Almost a year ago, I wrote this post about some purportedly late radiocarbon dates for mastodons and mammoths that are being used as "evidence" for the accuracy of the Book of Mormon (BOM). The BOM (Ether:16-19) describes elephants in the New World at what would have been about 2500 BC. The current scientific consensus, however, is that mastodons and mammoths did not survive in the Eastern Woodlands past about 9500 BC. While Mormon scholars continue to cling to a small suite of Holocene radiocarbon dates to argue for much later survivals, it's pretty clear that those anomalously young dates are probably attributable to either contamination, context/association problems, or both. I provided a table of five radiocarbon dates that seem to be embraced by Mormons not because they are good science, but because they remain the "best fit" to the Jaredite time period. No-one else takes those dates seriously. They're probably mistakes.
Mastodon Remains. In a long list of fauna from Devil's Den, there is a single entry for Proboscideans: "2 vertebrae, a last cervical vertebrae and an anterior thoracic" from juvenile mastodons.
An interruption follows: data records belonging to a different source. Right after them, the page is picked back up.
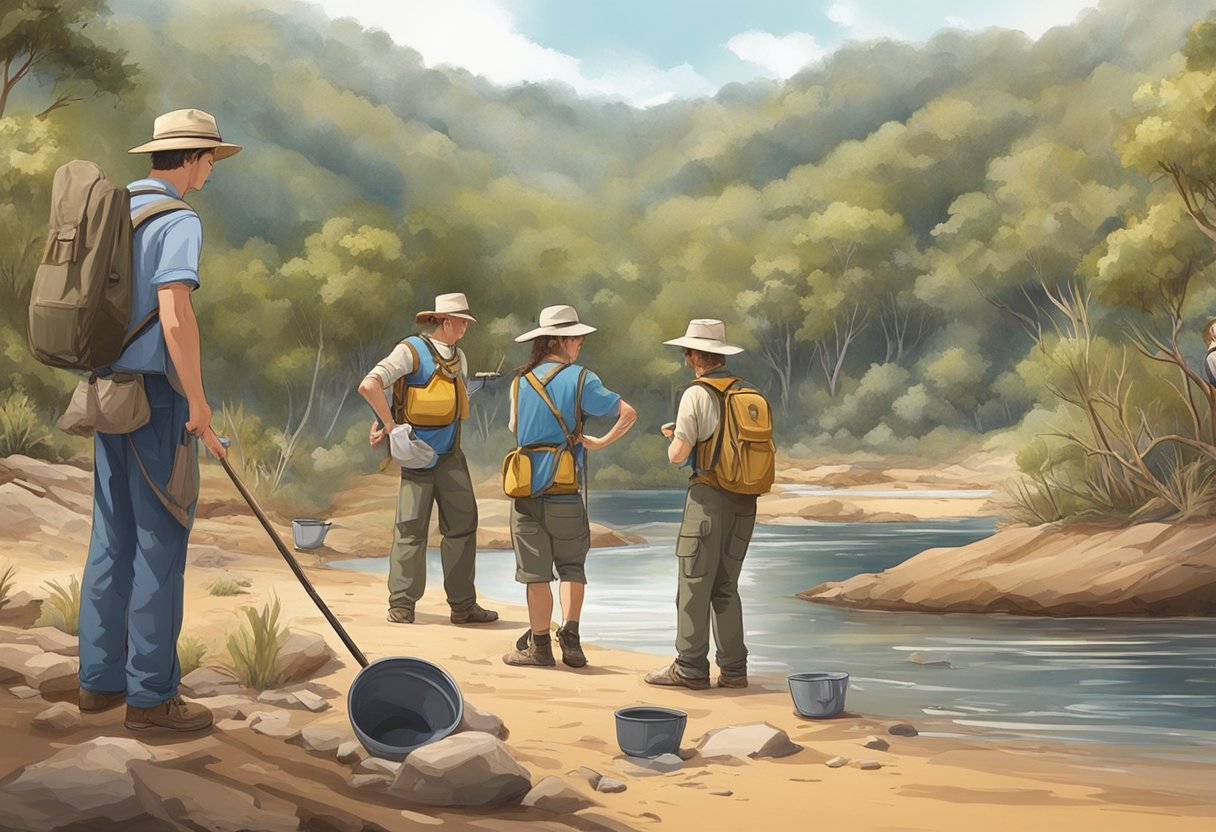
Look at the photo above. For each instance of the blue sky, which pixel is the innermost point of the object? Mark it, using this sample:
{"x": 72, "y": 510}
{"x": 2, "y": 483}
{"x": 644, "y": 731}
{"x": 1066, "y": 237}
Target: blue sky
{"x": 647, "y": 52}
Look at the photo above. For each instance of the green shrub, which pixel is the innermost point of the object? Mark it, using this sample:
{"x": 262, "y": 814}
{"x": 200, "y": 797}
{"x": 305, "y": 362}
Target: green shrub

Dating and Associations. The age estimate of 7000-8000 BP pertains to an entire fossil assemblage, not just the mastodon remains. While it is not exactly clear how this age estimate was produced (this description sources an unpublished research paper by H. K. Brooks that purportedly references radiocarbon dates, but no specifics are provided), it seems that the young age is not generally accepted by paleontologists in Florida and elsewhere. An age of 7000-8000 BP for the entire Devil's Den assemblage would mean that horses (Equus), saber-toothed cats (Smilodon), giant ground sloths (Megalonyx), Florida spectacled bears (Tremarctos floridanus), and dire wolves (Canis dirus) were running around in Florida at about 6700-5700 BC. There is no other evidence, at archaeological sites or elsewhere, for those species surviving into the Middle Archaic period in Florida or anywhere else.
The long and short of it is that it appears there's good reason to view the late dates of Devil's Den fossil assemblage with significant skepticism. If it's good evidence for a late survival of mastodon, it's good evidence for a late survival of an entire "Pleistocene" fauna that has no precedent elsewhere. A simpler explanation is that the age estimate for the assemblage is not accurate. As Butler suggested in his email to me, this assemblage would seem to be a prime candidate for re-dating using modern AMS methods. I wrote the following in my original post:
One final note to show you how these things fit together: Dr. John Sorenson, an advocate of late mammoth/mastodon survivals and one of the primary defenders of the historicity of the BOM, is a prominent advocate for pre-Columbian transoceanic contact in the Ancient Artifact Preservation Society, the hyperdiffusionist organization backing the "100 percent confirmed Roman sword from Nova Scotia" that turned out to be a piece of modern brass tourist kitsch. Maybe we should do a blood residue analysis on the sword and see if it was used to kill mastodons. Finally . . . it all makes sense!